Still, “if exposed to an external crisis,” 45 percent of all firms with at least three employees “would suffer such consequences as to see their operability jeopardized.”
Such firms account for 20.6 percent of employment and 6.9 percent of total value-added.
“Only 11.0 percent of companies are ‘solid’ and would be marginally affected by a crisis,” ISTAT said, adding that these companies represented “by far the most significant segment of the production system in terms of both employment (46.3 percent) and value-added (68.8 percent).”
The report stated that the limitations imposed on productive activities during Italy’s lockdown from early March to early May 2020 caused an expected drop in turnover.
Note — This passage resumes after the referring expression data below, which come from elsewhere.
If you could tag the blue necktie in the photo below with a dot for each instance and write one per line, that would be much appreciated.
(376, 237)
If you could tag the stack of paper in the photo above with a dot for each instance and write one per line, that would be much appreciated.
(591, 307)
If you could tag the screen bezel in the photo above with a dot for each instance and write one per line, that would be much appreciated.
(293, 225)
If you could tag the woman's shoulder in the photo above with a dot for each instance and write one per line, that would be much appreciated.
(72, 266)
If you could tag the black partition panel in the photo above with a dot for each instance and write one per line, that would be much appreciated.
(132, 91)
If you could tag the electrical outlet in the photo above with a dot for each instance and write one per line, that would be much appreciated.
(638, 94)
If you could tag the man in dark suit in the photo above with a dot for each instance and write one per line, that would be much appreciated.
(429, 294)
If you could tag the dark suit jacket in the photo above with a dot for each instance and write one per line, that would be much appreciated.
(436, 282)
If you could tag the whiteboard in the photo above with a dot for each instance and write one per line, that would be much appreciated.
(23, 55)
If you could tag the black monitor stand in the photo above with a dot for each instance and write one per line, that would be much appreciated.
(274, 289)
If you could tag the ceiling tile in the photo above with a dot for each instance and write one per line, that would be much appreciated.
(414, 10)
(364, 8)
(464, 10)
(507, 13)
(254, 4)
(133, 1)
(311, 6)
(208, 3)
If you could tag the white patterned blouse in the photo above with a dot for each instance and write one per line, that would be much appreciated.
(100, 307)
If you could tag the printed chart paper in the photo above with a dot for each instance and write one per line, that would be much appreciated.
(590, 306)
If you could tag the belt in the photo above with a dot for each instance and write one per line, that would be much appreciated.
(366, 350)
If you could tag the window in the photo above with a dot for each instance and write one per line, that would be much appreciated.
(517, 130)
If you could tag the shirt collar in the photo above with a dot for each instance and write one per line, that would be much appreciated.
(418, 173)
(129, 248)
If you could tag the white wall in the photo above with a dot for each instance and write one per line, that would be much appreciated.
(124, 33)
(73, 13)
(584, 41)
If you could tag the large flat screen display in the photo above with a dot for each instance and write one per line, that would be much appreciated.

This decline was slightly more pronounced in the services sector (down 12.1 percent) than in industry (down 11.1 percent).
“It is on the tertiary sector (services) that the pandemic had its most severe effects, and particularly on firms related to tourism, such as travel agencies, air transport, accommodation and catering, whose turnover variously fell between 40 and 75 percent,” ISTAT said.
On the positive side, the report said that Italy did not lose its competitiveness in foreign markets despite a 9.7-percent annual fall in sales abroad caused by the pandemic in 2020.
“A constant market share analysis shows that in the current situation, marked by a combination of supply and demand shocks, Italian exporters have been able to defend their positions on international markets,” it said.
ISTAT explained that Italy’s shares at the global level remained “essentially unchanged, registering slight increases in some European Union (EU) countries, in Switzerland and in China, and a decrease in the United States and the United Kingdom.”
Finally, some 25 percent of Italian companies of all sizes reacted to the pandemic crisis by investing in new products, switching to new sales and supply channels (especially e-commerce) and boosting ties with other companies, according to the survey.
Another 20 percent underwent deep reorganization, pushing hard towards digital transition and new business models, while some 30 percent were “floored” by the crisis and still had no clear strategy at the end of 2020.